Герцогиня сразу как-то напряглась и с удивлением взглянула на Марицу.
– Баронесса фон Кеттлер? – повторила она. – А почему ты меня спрашиваешь о ней?
– Кто-то упомянул в разговоре ее имя, – неуверенно ответила Марица, – и я… мне интересно, кто это такая.
– Я расскажу тебе все о ней, – сказала герцогиня, – во всяком случае все, что вообще можно знать о столь необыкновенной женщине.
– А чем она необыкновенна?
– Вернее было бы сказать, что она сделала необыкновенную карьеру, – сказала герцогиня. – Ходят слухи, что начинала она певицей или танцовщицей в захудалом кафе, но никто не уверен, что это правда.
– Актриса?
– О, это слишком вежливое выражение! – сухо сказала герцогиня. – Впервые ее заметили, когда она подцепила, другого слова не подобрать, бедного старого барона фон Кеттлера, очень богатого вдовца, занимавшего к тому же высокое положение в обществе.
– Он женился на ней?
– Он женился на ней и представил ее свету с торжествующим видом фокусника, вынимающего кролика из шляпы, – ответила герцогиня.
– Принята ли она в немецком высшем обществе? Я никогда раньше о ней не слышала.
– Конечно, не в тех кругах, в которых вращаетесь вы с Фридрихом, – произнесла герцогиня, – но вне королевского двора никто не посмел бы закрыть дверь перед бароном фон Кеттлером.
– А баронесса немка?
– Нет, нет! Я этого не говорила! В ней течет очень много кровей, полагают даже, что она турчанка, египтянка или мавританка – одному Богу известно, кто же именно! Однажды, кажется, она сказала, что ее отец поляк.
– А она красива?
– Не в моем вкусе, – сказала герцогиня довольно сухо, – но она, безусловно, очень эффектна, с раскосыми глазами, рыжеволосая и с чувственными манерами, напоминающими мне змею.
Марица изумленно слушала. Если баронесса была именно такой, почему тогда генерал фон Эхардштейн грозил Фридриху пригласить в Мариенбад баронессу, если он не выполнит условия кайзера?
Принцесса вспомнила слова генерала:"Она очаровательная женщина и в прошлом оказала нам неоценимую услугу". Вдруг ее осенило, что это была за услуга! Она сказала дрожащим голосом, почти шепотом:
– Вы думаете, баронесса занимается шпионажем?

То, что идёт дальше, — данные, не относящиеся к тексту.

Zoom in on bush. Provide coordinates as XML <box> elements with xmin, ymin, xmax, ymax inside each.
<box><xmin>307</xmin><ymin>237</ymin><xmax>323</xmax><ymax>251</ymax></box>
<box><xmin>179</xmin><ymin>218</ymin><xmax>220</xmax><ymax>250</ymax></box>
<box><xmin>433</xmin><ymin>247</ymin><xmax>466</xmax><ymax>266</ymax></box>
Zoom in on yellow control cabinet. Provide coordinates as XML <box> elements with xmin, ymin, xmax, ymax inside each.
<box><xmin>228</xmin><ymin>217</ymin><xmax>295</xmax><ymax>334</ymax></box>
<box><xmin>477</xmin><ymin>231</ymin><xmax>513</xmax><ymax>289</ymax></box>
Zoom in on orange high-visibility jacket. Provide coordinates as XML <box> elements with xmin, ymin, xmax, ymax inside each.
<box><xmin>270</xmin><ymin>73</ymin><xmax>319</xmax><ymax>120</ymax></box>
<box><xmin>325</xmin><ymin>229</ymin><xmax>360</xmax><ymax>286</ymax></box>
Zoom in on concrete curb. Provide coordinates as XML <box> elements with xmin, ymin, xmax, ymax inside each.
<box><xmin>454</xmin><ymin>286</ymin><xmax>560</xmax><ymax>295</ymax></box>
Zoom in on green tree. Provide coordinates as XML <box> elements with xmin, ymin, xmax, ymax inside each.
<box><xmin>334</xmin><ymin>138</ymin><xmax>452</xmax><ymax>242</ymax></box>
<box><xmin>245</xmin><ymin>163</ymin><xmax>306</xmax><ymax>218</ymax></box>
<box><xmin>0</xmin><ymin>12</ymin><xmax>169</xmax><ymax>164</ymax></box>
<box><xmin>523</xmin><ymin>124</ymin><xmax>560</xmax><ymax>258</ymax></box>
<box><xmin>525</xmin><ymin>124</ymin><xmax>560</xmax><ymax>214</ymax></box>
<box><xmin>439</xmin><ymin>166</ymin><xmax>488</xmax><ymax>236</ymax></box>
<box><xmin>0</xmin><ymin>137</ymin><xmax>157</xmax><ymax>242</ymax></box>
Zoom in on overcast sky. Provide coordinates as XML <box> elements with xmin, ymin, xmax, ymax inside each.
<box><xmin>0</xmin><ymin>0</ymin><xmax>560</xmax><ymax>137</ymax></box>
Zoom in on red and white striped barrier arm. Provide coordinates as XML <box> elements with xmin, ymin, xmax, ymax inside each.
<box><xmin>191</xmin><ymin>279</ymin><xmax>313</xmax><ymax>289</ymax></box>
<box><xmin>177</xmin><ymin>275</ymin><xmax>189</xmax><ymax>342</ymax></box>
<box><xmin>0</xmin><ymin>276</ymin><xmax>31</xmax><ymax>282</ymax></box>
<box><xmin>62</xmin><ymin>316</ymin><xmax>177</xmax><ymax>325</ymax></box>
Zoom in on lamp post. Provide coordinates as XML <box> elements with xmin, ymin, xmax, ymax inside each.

– Без сомнения, – ответила герцогиня. – Она замешана во всех интригах секретной службы Берлина! – Увидев испуганное лицо Марицы, она продолжала: – Баронесса посеяла такую смуту среди молодых парижских дипломатов, что президент грозил прекратить существование салона Кеттлер. – После короткой паузы она добавила: – Был грандиозный скандал – не помню уже, из-за чего именно – в Испании. Все было замято, и никто уже не вспоминает об этом, но виновницей скандала была баронесса.
– Зачем же тогда?.. – начала Марица и осеклась.
Теперь вся картина происходящего складывалась перед ней, как мозаика. Конечно, визит барона фон Эхардштейна и адмирала фон Сендена к Фридриху имел отношение к королю Эдуарду и лорду Эркли. Они прекрасно знали, что Фридрих знал лорда Эркли и что несколько лет назад лорд Эркли гостил в Вильценштейне. По заданию кайзера они поручили Фридриху раздобыть какую-то информацию, и, потерпев фиаско на званом обеде, Фридрих решил обратиться к помощи жены. Теперь она понимала, почему он так настойчиво выспрашивал у нее, что ей говорил лорд Эркли. Теперь она понимала и то, почему ей было разрешено и завтра поехать с ним на прогулку.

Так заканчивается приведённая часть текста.